Spesso i prodotti vengono venduti perché consentono, a chi li vende, maggiori guadagni (commissioni o costi del prodotto). Può capitare quindi che l’interesse del cliente, venga sacrificato per “correre dietro” agli obiettivi di vendita degli intermediari di questi prodotti.
Ovviamente non sarebbe corretto generalizzare e accusare l’intero settore. Molti nel settore operano trasparentemente e in modo professionale, e credo che il ruolo della finanza non debba generare eccessivi conflitti correndo il rischio di allontanare i risparmiatori perché spaventati.
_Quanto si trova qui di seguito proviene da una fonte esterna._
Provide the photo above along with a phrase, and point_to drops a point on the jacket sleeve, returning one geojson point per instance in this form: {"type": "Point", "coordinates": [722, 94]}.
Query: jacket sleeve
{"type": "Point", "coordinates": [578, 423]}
Continuiamo a ritenerla un ottimo strumento per raggiugere i nostri obiettivi di vita (o quantomeno di provarci) se usato sapientemente.
E' quindi fondamentale che il questionario rispecchi la reale capacità di sopportazione delle perdite.
Alcuni consigli per la compilazione del questionario:
  1. pretendere di compilare il questionario di persona, diffidate da questionari precompilati e se non ricordate di averlo compilato richiedete alla banca una copia o una sua revisione;
  2. rispondere in modo sincero - sembra un consiglio triviale ma non lo è. A volte l'idea di passare da ignoranti può farci scambiare la conoscenza con il sentito dire (definire bene che cosa è un’obbligazione è un conto, averla sentita nominare è un altro);
  3. fare domande - se non capite il senso delle domande del questionario chiedete aiuto e chiarimenti al vostro consulente, è lì anche per quello;
  4. avere una copia - è fondamentale in caso di controversie tra cliente e banca. Sarà il documento con cui l’intermediario difenderà il proprio operato perché certifica la vostra consapevolezza su ciò che si sta acquistando. Dimostrare a posteriori che non si è provveduto alla compilazione o non si è compreso il contenuto dello stesso può diventare davvero difficile.
Nella norma saranno direttamente i consulenti, promotori o addetti delle banche che operano in modo corretto a farvi seguire queste indicazioni, ma è sempre bene ricordarlo dato che molti risparmiatori si ritrovano in possesso di prodotti finanziari di cui non conoscono i rischi (es.: obbligazioni subordinate che richiedono un approfondita conoscenza dello strumento).
Ricordiamo sempre la regola aurea: non esistono prodotti che fanno rischiare poco e rendere tanto.
Di fronte a proposte allettanti, sbandierate ad esempio come “molto più redditizie di un titolo di stato", chiedete sempre perché sono così redditizie. Se rendono molto di più significa che hanno un rischio maggiore (o un costo elevato) a cui vi esporrete in caso di acquisto. Se si ha consapevolezza dei rischi finanziari contenuti, nulla vieta di acquistarli, potrebbero anche rivelarsi delle buone occasioni.
Ma se manca questa consapevolezza è meglio lasciar perdere.
Insomma, impariamo a sfruttare gli strumenti di difesa degli investimenti facendo un piccolo sforzo per conoscerli un po’ meglio. Il questionario MiFID è uno di questi e il tempo impiegato per la sua lettura, comprensione e compilazione non è assolutamente tempo perso e dovrebbe preteso come se fosse lo scontrino in un normale acquisto. A volte lo richiediamo solo perché vogliamo che la controparte faccia il proprio dovere.
Sarebbe già un inizio. 

Nota (1) Plus 24 – Il sole 24 Ore del 18 novembre  2017, pag.14.